O artigo obrigava o Executivo a divulgar os benefícios e incentivos fiscais concedidos, indicando os respectivos beneficiários e o montante do imposto reduzido ou dispensado, e também as isenções ou reduções de impostos incidentes sobre bens e serviços. Desde então, essas informações constituem-se um verdadeiro mistério.
A Lei 10.700/2017, que dispõe sobre as diretrizes para a elaboração e execução da Lei Orçamentária para o exercício de 2018, prevê a concessão de mais de R$ 1 bilhão em isenções fiscais para este ano. Apenas para o setor atacadista, estão previstas isenções de R$ 722 milhões no período.
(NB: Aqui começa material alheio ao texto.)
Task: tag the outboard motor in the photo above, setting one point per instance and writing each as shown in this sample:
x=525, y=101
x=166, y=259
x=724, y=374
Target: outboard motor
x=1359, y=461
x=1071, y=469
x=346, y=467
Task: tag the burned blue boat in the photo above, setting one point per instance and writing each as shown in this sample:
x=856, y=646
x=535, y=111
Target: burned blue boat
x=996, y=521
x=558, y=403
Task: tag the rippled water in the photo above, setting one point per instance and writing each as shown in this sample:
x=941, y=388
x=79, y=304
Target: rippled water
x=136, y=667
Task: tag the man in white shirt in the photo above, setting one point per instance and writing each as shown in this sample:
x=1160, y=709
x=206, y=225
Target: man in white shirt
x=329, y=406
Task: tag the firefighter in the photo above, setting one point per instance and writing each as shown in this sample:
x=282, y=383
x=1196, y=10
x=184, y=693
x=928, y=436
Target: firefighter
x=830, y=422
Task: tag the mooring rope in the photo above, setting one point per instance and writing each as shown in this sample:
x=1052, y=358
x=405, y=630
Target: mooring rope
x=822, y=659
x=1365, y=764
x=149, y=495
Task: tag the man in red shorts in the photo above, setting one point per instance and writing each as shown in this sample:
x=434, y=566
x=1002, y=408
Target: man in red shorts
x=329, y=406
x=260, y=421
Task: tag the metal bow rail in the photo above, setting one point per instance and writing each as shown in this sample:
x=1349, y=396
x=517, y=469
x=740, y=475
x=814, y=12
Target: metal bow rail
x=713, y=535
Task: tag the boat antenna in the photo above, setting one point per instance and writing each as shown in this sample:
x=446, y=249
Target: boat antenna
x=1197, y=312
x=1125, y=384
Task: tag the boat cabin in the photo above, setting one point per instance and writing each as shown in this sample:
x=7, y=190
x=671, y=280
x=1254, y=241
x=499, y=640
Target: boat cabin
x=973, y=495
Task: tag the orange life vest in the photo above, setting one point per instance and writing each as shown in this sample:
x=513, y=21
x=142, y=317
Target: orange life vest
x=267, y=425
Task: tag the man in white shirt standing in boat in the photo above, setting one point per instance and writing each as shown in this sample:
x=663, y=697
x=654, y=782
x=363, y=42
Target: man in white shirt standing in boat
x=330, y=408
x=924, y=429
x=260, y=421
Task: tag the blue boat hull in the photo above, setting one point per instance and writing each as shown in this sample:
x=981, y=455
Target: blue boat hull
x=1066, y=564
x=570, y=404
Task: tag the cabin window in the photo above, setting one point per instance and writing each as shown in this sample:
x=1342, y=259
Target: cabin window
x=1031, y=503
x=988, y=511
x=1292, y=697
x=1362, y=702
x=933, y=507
Da mesma forma, para o setor de material plástico estão previstas isenções de mais de R$ 24 milhões.
Inconstitucionalidade
A ADI do Amazonas aponta como inviável a convalidação de benefícios concedidos por outras unidades da Federação sem a observância do disposto no artigo 155, parágrafo 2º, incisos VI e XII, alínea “g”, da Constituição e aponta a inconstitucionalidade da previsão de remissão dos créditos decorrentes do reconhecimento da inconstitucionalidade de benefícios fiscais no âmbito do ICMS, ainda que ausente deliberação unânime do Confaz. Para o governador amazonense, tanto a LC 160/2017 quanto o Convênio ICMS 190/2017 agravam desigualdades regionais que o constituinte se propôs a eliminar.
Na ADI, o governador pediu liminar para suspender a eficácia dos dispositivos impugnados. Para isso, enfatizou a queda nos principais índices econômicos no âmbito da Zona Franca de Manaus, reportando-se a dados produzidos pela Secretaria de Fazenda do Estado do Amazonas (Sefaz/AM), afirmando que, dada a ausência de diferenciais positivos, empresas anteriormente instaladas estão abandonando a região, que está deixando de ser atrativa para empresas nacionais e estrangeiras.
Em razão da relevância da matéria discutida na ADI, o relator do processo, ministro Marco Aurélio, decidiu submetê-la a julgamento definitivo pelo Plenário, dispensando-se o exame do pedido de liminar. O relator adotou o rito abreviado previsto no artigo 12 da Lei das ADIs (Lei 9.868/1999) e requisitou informações às autoridades requeridas, determinando que a AGU e a PGR se manifestem a respeito.
Sangria
“A renúncia fiscal é uma sangria”, explica o economista e consultor social Helder Gomes, doutor em Política Social pela Universidade Federal do Espírito Santo (Ufes). Helder explica que a raiz do problema começa com a dívida externa.
“A contínua conversão de dívida externa em dívida interna e a acumulação das parcelas não pagas dos juros tornaram a dívida pública insustentável. A medida em que o governo federal passa a ocupar sua agenda com a administração da dívida, ele não tem como promover o desenvolvimento. Os estados passam a ter a responsabilidade disso e vão fazer por meio de uma guerra fiscal. Então, essa renúncia fiscal passa a ser um instrumento de política econômica”.
Para o consultor, outro problema é a sonegação. “O cara é flagrado sonegando, um crime, está sendo cobrado sentencialmente pela Justiça, mas faz um acordo com o governo do Estado, que converte sonegação numa linha de crédito de longo prazo, para ser paga em 60 meses. Ainda existem acordos periódicos que transformam toda a dívida em nada. Há no Brasil um problema de arrecadação. Os déficits que temos são causados pela renúncia fiscal, não são gastos”.
O consultor social não tem dúvidas: Paulo Hartung segue a cartilha de Fernando Henrique Cardoso, que pregava a política do possível e deixava bem claro que nunca haveria o suficiente para todos. “Nos bastidores, o governador diz que saúde e segurança são áreas que sempre serão problemáticas; sendo assim, não adianta fazer muita coisa. Para quem opera com resultado e eficiência, os investimentos serão direcionados para outras áreas”.